1) The minimising of the various investigations (and complete elision of one of them by 12 Internationals) while the Time magazine "investigation" (near enough a statement from Israel) is prominently displayed.
2) Putting Israel's reason for the attack before the actual description.
3) The half-baked non-discussion of "The Massacre" allegations.
4) The insistence that the number of dead is 52. That's not what the observers claim, and it's fundamentally unlikely. (It appears to be the number of bodies that reached the Jenin hospital).
The current state of this article really is a disgrace. Get back to me if you find any of the above statements surprising or needing references. PalestineRemembered 07:25, 14 August 2007 (UTC)
A google search of "Kurdi Bear" returns only wikipedia responses, mostly talk page hits at that. Verifiability of this "report" would be, apparently, impossible. Kyaa the Catlord 07:34, 14 August 2007 (UTC)

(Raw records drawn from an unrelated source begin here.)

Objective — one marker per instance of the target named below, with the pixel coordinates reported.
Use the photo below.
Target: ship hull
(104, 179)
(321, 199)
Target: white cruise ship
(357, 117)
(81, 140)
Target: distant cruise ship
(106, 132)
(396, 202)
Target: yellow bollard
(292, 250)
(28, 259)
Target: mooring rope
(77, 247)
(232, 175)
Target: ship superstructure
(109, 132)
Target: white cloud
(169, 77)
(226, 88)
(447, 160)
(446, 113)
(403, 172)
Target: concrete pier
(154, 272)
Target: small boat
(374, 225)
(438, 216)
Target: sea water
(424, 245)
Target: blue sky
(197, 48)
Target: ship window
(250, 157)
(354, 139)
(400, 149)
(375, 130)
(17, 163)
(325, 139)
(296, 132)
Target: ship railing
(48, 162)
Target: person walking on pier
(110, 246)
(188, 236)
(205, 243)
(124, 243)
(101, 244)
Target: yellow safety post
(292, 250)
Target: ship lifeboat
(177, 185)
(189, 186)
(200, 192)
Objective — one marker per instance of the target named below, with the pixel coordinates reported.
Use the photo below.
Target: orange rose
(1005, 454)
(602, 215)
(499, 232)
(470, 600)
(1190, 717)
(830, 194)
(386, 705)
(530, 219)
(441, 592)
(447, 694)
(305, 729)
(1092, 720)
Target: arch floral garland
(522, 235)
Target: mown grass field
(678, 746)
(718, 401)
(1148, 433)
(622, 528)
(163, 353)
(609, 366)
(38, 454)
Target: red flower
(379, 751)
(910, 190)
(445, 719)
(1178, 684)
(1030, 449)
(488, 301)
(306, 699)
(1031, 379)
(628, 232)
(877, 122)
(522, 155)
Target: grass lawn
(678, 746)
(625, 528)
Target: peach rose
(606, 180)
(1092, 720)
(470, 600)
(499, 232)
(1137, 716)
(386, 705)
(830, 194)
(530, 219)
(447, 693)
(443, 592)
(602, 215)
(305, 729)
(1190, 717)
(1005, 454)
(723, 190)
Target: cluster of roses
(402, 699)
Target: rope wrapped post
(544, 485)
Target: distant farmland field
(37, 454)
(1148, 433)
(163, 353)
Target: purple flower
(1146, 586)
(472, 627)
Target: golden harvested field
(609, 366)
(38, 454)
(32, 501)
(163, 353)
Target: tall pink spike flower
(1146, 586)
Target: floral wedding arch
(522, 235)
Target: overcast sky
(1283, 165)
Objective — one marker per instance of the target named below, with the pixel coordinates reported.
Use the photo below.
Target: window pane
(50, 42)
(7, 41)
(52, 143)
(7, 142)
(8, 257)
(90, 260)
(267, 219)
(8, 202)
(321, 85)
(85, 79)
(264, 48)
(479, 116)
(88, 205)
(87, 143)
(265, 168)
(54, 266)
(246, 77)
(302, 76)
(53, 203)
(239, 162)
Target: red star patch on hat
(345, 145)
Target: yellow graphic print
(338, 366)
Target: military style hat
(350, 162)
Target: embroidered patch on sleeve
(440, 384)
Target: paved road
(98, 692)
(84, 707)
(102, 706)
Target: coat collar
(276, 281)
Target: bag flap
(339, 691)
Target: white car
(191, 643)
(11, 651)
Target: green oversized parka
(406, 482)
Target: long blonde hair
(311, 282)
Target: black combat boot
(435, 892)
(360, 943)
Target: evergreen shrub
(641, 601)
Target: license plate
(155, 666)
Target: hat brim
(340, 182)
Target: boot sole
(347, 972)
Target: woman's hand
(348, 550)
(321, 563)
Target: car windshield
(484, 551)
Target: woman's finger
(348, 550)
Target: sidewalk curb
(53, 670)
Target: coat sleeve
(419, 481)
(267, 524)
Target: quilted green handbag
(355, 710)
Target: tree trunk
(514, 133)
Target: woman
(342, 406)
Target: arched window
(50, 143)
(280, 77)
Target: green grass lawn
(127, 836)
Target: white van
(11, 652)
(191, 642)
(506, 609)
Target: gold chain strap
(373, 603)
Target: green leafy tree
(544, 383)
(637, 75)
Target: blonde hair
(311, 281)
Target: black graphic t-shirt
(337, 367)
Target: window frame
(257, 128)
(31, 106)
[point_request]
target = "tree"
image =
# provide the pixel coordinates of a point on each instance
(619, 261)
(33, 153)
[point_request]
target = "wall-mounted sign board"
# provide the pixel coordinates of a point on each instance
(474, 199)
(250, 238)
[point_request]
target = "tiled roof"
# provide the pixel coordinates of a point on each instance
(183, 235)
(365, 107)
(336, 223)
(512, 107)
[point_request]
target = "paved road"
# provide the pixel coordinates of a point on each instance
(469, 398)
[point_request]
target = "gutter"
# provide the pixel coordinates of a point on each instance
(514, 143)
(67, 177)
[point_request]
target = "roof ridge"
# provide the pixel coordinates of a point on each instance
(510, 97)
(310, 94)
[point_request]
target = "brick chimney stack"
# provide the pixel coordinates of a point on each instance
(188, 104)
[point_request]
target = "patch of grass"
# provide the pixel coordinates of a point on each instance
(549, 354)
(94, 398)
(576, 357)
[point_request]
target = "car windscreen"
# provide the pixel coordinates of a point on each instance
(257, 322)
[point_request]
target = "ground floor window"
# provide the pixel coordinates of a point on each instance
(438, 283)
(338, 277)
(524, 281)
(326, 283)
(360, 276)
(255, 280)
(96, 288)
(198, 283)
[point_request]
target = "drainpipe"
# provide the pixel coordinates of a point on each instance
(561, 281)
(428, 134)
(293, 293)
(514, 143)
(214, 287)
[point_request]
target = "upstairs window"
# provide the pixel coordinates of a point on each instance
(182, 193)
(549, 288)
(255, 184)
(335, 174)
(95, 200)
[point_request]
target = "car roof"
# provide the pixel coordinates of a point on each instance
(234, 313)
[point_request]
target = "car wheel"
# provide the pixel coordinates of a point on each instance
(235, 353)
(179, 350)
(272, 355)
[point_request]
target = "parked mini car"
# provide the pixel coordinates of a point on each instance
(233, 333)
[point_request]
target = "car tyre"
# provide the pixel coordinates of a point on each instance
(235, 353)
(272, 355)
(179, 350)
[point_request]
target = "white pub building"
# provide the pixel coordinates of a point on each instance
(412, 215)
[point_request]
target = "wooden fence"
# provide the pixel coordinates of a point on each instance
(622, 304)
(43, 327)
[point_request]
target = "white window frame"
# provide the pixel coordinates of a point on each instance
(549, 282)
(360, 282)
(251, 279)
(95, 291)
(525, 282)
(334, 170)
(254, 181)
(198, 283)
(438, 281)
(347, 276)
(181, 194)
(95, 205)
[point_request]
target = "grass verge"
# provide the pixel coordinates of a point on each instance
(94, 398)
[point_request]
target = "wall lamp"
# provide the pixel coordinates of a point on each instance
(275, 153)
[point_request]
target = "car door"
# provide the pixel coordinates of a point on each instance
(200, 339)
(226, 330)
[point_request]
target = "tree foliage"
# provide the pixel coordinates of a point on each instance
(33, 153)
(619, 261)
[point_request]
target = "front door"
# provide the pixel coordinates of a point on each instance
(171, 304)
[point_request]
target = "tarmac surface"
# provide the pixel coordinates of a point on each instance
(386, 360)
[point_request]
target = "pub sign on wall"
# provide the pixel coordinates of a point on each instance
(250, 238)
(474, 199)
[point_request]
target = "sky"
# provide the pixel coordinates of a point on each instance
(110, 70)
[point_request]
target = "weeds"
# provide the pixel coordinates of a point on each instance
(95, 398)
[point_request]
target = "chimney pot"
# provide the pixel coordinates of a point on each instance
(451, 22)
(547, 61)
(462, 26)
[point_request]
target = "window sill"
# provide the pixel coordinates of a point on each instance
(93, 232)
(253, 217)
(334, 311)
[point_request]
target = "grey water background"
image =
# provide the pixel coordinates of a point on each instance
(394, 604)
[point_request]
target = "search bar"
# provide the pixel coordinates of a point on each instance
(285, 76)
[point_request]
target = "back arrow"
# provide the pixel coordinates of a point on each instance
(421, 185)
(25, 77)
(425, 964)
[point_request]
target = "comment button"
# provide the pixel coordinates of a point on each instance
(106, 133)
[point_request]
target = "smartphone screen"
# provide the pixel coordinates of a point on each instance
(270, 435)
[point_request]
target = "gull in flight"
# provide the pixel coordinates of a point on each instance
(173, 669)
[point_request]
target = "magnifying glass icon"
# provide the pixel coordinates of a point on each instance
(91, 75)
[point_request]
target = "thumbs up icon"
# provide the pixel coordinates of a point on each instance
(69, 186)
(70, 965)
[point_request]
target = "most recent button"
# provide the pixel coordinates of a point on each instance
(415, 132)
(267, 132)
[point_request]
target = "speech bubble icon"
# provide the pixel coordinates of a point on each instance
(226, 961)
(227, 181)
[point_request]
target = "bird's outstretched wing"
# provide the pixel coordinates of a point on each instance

I don't see what you're claiming - "Kurdi Bear" gets 420 hits. Interestingly, few of them are blogs (which often distort the number of references) and many would be RS's in their own right (ie reputation for fact-checking). (For some reason, 'Kurdi Bear' gets over 27,000 hits). There's no question the article is genuine (it's also on the web in Hebrew) and the only objection that Jaakobou had was that the fact that the English version comes top and tailed with comments. PalestineRemembered 13:56, 14 August 2007 (UTC)
Interesting. I'm now getting a different response from google than I did earlier. That is just bizarre. Kyaa the Catlord 14:04, 14 August 2007 (UTC)
I'm still going to have to call WP:REDFLAG on this one. The Israelis gave a drunkard, first time bulldozer driver a 60 ton armored bulldozer and let him at it. Hard to believe. You're gonna need to back this one up with really impeccable sourcing, and no, blogs, indymedia and the like aren't gonna cut it. Kyaa the Catlord 14:14, 14 August 2007 (UTC)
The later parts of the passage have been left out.